Cross schema joins: There's no stopping here. You may join as many tables from as many schema as required. In fact, it is desirable you create dimension tables and join on a PK later, rather than to keep all the information in a single table.
Spend some quality time in designing the schema and underlying table structure. When you expand, it'll be easier for you to classify things better in terms of access control. Do let me know if I've missed some obvious points.
You can have multiple databases in a Redshift cluster but I would stick with one. You are correct that schemas (essentially namespaces) are a good way to divide things up. You can query across schemas but not databases.
I would avoid using the public schema as managing certain permissions there can be difficult (easier to deny someone access to public than prevent them from being able to create a table for example).
For best results if you have the time, learn about the permissions system up front. You want to create groups that have access to schemas or tables and add/remove users from groups to control what they can do. Once you have that going it becomes pretty easy to manage.
In addition to the other responses, here are some suggestions for improving schema performance.
First: Automatic compression encodings using COPY command
Improve the performance of Amazon Redshift using the COPY command. It will get data into Redshift database. The COPY command is clever enough. It automatically chooses the most appropriate encoding settings for the data it uploads. You don’t have to think about it. However, it does so only for the first data upload into an empty table.
So, make sure to use a significant data set while uploading data for the first time, which Redshift can assess to set the column encodings in the best way.
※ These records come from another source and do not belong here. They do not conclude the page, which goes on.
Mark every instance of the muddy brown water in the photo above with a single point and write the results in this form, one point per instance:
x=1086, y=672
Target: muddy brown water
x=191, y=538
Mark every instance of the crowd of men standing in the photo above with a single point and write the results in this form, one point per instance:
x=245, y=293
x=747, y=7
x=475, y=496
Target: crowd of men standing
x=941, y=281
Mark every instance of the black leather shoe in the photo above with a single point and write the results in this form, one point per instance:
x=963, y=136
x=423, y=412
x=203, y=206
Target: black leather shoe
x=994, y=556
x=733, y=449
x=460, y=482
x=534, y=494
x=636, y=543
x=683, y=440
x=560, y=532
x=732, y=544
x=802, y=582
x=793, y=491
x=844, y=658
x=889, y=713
Uploading a few lines of test data will confuse Redshift to know how best to optimize the compression to handle the real workload.
Second: Use Best Distribution Style and Key
Distribution-style decides how data is distributed across the nodes. Applying a distribution style at table level tells Redshift how you want to distribute the table and the key. So, how you specify distribution style is important for good query performance with Redshift. The style you choose may affect requirements for data storage and cluster. It also affects the time taken by the COPY command to execute.
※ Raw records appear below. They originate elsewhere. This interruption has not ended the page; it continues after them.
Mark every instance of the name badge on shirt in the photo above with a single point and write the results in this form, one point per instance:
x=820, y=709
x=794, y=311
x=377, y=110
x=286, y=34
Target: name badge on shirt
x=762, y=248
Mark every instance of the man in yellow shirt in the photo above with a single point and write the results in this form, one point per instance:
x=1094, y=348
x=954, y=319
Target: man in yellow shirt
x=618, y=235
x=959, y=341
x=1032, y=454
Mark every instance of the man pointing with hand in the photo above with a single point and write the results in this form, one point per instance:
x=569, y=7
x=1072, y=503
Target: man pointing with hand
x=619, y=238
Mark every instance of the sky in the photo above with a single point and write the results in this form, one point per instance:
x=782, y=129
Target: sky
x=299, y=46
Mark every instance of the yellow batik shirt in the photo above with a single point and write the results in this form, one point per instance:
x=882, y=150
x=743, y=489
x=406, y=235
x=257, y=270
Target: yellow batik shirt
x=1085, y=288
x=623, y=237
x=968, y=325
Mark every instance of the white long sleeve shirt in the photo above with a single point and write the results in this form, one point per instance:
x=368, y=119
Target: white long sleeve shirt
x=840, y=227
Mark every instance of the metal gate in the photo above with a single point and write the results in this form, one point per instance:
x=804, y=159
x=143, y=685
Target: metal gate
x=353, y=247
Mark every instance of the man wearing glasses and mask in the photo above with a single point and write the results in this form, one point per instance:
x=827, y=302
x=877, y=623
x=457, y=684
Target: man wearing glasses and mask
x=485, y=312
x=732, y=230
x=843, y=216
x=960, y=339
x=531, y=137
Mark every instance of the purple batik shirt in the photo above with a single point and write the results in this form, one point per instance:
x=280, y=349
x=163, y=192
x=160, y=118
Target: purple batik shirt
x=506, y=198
I recommend setting the distribution style to all tables with a smaller dimension. For large dimension, distribute both the dimension and associated fact on their join column. To optimize the second large dimension, take the storage-hit and distribute ALL. You can even design the dimension columns into the fact.
Third: Use the Best Sort Key
A Redshift database maintains data in a table with an arrangement of a sort-key-column if specified. Since it’s sorted in each partition; each cluster node upholds its partition in predefined order. (While designing your Redshift schema, also consider the impact on your budget. Redshift is priced by amount of stored data and by the number of nodes.)
Sort key optimizes Amazon Redshift performance significantly. You can do it in many ways. First, use data filtering. If where-clause filters on a sort-key-column, it skips the entire data blocks. It’s because Redshift saves data in blocks. Each block header records the minimum and maximum sort key value. Filter outside of that range, the entire block may get skipped.
Alternatively, when joining two tables, sorted on their joint keys, the data is read in matching order. Also, you can merge-join without separate sort-steps. Joining large dimension to a large fact table will be easy with this method because neither will fit into a hash table.